Durante la messa, la comunità, della quale fa parte il servitore che sta presso l’altare, santifica il pane e il vino, con la spinta e la presenza dello Spirito Santo.

Gesù si fa presente. Il primo moto del cuore verso Gesù è quello di adorarlo. Mentre lo adoriamo, per il dono della sua presenza, lui ci dice: “Mi adori? Va bene. Però ti abbraccio perché sei mio fratello”. Egli si presta a rivivere con noi, per riassaporare la soavità e la bellezza di sentirsi tra fratelli.

Poi, dal momento che nell’Eucarestia il Figlio è sempre unito al Padre e allo Spirito, Gesù e noi abbracciati ci rivolgiamo al Padre, dicendogli: “Noi figli ti adoriamo!”. E il Padre: “Mi adorate? Va bene. Però mi viene da abbracciarvi, perché siete miei figli!” La commozione ci invade, e vien da piangere per la dolcezza dell’abbraccio del Padre. Lo Spirito Santo prima crea la soavità della fratellanza con Gesù, e poi stimola la dolcezza del sentirsi figli di questo Padre.
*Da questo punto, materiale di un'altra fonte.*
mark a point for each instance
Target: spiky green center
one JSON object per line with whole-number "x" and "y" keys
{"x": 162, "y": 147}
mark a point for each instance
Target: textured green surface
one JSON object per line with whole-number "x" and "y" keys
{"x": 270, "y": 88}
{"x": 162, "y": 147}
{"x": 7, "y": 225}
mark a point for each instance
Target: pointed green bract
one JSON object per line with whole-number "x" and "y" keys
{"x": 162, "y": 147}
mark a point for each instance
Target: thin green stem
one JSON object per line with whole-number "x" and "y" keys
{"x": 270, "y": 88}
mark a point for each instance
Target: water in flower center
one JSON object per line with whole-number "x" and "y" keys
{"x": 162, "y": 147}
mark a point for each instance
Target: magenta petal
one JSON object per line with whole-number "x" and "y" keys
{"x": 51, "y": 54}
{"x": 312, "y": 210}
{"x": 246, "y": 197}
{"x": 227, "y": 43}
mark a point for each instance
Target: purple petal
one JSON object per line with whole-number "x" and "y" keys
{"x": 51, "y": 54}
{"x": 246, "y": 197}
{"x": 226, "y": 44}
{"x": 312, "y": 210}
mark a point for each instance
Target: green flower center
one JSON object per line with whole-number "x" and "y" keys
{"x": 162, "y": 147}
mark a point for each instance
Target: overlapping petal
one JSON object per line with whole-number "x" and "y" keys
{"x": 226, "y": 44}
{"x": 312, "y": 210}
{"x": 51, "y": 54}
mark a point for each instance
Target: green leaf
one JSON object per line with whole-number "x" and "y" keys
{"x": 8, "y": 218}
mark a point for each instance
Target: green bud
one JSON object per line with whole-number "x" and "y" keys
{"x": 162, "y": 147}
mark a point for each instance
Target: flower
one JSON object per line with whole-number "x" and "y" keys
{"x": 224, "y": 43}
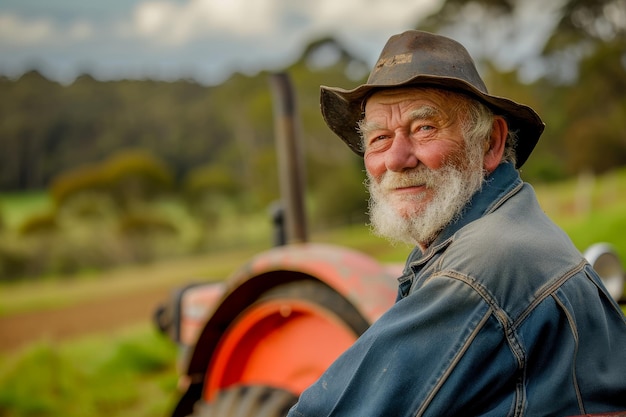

Sembra quasi di dimenticare l’immensa grandezza di Dio - che pure resta presente nel sottofondo, sicuramente - per sentirci immersi nel calore familiare.
Allora tutto cambia, si illumina, si riscalda, si trasforma in gaudio, in esperienza di Dio. E’ Dio, eppure Trinità, famiglia di figli e di Padre, favorita dalla funzione materna unificatrice dello Spirito Santo.

Dopo la santificazione del pane e del vino, cambia anche il tono, di fede ed emotivo, della preghiera. Essa è gioia di presenza. Il Padre Nostro acquista il suo vero sapore. La comunione è, prima, esperienza di fraternità (quale fraternità!) e poi esperienza di figliolanza: unità di famiglia sullo stesso piano.